Notably, CHF has its risk factors among them are the ethnicity or racial related. Durstenfeld et al. (2016) note that African Americans and Hispanic populations have higher incidences of the disease than whites. Additionally, their hospital stays as well as readmissions for CHF were high. The prevalence of CHF among African Americans is attributed to the high prevalence of hypertension and diabetes mellitus compounded by socioeconomic status.

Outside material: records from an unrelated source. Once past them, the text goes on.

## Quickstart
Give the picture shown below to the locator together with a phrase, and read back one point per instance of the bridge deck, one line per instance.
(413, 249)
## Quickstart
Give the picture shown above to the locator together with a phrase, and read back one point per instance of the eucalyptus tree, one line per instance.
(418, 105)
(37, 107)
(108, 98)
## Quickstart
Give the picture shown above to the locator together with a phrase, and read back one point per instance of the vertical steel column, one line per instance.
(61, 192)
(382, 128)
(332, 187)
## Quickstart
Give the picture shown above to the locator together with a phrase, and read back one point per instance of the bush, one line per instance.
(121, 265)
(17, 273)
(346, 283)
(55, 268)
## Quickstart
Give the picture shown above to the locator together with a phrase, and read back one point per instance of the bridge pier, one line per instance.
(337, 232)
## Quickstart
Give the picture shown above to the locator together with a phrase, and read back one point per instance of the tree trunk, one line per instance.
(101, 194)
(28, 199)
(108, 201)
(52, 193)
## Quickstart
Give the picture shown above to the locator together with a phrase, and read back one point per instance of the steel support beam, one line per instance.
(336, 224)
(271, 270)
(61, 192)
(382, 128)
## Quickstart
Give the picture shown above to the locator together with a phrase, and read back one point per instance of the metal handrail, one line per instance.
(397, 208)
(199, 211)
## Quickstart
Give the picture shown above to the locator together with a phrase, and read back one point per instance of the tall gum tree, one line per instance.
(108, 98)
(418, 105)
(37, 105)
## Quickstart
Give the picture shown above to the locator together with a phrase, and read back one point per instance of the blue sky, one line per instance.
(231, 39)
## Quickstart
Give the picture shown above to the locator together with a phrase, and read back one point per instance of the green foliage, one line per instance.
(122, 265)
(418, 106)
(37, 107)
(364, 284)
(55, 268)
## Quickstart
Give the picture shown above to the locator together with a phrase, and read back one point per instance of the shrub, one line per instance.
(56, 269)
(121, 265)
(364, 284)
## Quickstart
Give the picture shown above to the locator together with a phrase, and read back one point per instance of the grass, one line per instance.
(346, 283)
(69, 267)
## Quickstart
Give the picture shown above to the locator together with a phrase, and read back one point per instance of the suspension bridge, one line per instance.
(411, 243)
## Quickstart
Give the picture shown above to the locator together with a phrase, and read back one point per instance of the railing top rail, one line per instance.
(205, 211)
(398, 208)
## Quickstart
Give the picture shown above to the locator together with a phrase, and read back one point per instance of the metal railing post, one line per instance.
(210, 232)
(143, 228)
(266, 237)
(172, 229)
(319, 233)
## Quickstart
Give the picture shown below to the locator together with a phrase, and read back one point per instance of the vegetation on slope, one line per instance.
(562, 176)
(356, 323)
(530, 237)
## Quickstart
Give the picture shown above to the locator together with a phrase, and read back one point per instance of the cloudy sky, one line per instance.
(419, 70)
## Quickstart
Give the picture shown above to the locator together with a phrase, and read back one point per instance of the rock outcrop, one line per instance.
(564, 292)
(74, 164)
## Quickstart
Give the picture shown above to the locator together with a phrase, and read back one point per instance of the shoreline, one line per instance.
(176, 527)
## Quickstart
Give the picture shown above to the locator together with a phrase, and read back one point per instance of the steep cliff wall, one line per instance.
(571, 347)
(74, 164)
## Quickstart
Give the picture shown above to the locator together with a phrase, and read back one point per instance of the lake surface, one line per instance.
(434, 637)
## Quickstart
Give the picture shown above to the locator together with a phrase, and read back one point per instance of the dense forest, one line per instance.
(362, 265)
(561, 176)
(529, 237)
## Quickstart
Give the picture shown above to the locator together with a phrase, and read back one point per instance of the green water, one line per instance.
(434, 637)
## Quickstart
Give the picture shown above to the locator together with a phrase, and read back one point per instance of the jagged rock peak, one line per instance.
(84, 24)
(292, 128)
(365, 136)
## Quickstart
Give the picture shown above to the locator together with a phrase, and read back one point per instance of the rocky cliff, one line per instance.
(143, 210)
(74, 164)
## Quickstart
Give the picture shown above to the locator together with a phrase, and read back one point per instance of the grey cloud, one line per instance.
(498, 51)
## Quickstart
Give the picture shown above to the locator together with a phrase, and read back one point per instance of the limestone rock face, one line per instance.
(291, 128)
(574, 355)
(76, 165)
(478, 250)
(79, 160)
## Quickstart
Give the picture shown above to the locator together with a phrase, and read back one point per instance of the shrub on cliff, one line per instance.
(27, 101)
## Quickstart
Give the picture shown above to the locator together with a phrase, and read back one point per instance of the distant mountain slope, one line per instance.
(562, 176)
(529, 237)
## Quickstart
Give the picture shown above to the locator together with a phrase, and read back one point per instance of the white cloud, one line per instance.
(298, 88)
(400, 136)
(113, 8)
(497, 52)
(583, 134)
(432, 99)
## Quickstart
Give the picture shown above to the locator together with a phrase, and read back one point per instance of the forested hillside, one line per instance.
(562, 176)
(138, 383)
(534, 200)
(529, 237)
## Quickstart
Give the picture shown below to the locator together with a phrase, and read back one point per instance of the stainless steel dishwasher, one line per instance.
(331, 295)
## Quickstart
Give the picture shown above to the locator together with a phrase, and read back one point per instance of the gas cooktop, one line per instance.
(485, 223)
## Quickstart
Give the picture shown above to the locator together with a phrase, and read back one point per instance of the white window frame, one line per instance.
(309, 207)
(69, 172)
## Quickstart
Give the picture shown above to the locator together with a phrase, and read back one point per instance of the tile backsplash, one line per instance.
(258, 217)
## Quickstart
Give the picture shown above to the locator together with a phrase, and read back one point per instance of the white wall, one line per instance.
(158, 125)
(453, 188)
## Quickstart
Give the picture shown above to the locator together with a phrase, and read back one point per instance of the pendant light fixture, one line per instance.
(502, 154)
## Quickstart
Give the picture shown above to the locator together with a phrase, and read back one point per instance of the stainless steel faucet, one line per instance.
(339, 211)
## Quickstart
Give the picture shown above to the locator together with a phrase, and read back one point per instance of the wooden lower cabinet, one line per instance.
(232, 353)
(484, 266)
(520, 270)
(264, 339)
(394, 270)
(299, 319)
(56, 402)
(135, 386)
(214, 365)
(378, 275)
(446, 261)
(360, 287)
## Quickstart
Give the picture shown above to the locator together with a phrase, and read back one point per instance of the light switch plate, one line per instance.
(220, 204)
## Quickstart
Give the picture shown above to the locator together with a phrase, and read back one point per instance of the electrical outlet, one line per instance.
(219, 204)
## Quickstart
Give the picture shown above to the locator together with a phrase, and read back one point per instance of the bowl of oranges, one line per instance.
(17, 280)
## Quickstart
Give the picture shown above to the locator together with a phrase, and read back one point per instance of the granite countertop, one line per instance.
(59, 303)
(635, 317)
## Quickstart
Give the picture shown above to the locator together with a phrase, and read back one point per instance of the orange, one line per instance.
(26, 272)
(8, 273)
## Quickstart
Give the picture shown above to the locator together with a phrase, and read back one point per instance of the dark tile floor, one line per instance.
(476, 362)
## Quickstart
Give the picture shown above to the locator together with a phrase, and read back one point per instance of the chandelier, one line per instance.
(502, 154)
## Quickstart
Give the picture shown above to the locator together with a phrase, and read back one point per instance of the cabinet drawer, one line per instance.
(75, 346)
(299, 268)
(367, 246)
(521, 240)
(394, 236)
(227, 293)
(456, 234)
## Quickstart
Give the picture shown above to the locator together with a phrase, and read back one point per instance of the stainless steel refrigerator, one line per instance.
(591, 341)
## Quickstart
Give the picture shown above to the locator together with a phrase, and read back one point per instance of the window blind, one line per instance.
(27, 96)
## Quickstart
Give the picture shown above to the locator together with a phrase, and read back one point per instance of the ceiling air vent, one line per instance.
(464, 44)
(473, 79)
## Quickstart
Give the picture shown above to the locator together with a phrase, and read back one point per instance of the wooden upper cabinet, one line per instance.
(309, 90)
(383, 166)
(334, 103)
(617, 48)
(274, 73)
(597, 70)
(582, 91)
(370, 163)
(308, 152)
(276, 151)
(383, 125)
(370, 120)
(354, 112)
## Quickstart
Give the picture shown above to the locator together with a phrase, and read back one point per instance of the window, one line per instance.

Diabetes mellitus and high blood pressure are risk factors for CHF since they interfere with the blood circulatory system. Low socioeconomic status prevents African Americans from getting proper medical care to treat the predisposing diseases of CHF. Apart from limited access to quality care, they have limited access to knowledge about these diseases, preventing early diagnosis, and its prevention strategies. As a result, the conditions such as hypertension become challenging to manage and increase CHF chances.
References
Altan, G., Kutlu, Y., & Allahverdi, N. (2016). A new approach to early diagnosis of congestive heart failure disease by using Hilbert–Huang transform. Computer methods and programs in biomedicine , 137 , 23-34.
Durstenfeld, M. S., Ogedegbe, O., Katz, S. D., Park, H., & Blecker, S. (2016). Racial and ethnic differences in heart failure readmissions and mortality in a large municipal healthcare system. JACC: Heart Failure , 4 (11), 885-893.
Friedewald, V. E. (2016). Heart Failure (CHF/Congestive Heart Failure). In Clinical Guide to Cardiovascular Disease (pp. 673-731). Springer, London.
Pandey, A., LaMonte, M., Klein, L., Ayers, C., Psaty, B. M., Eaton, C. B., ... & Berry, J. D. (2017). Relationship between physical activity, body mass index, and risk of heart failure. Journal of the American College of Cardiology , 69 (9), 1129-1142.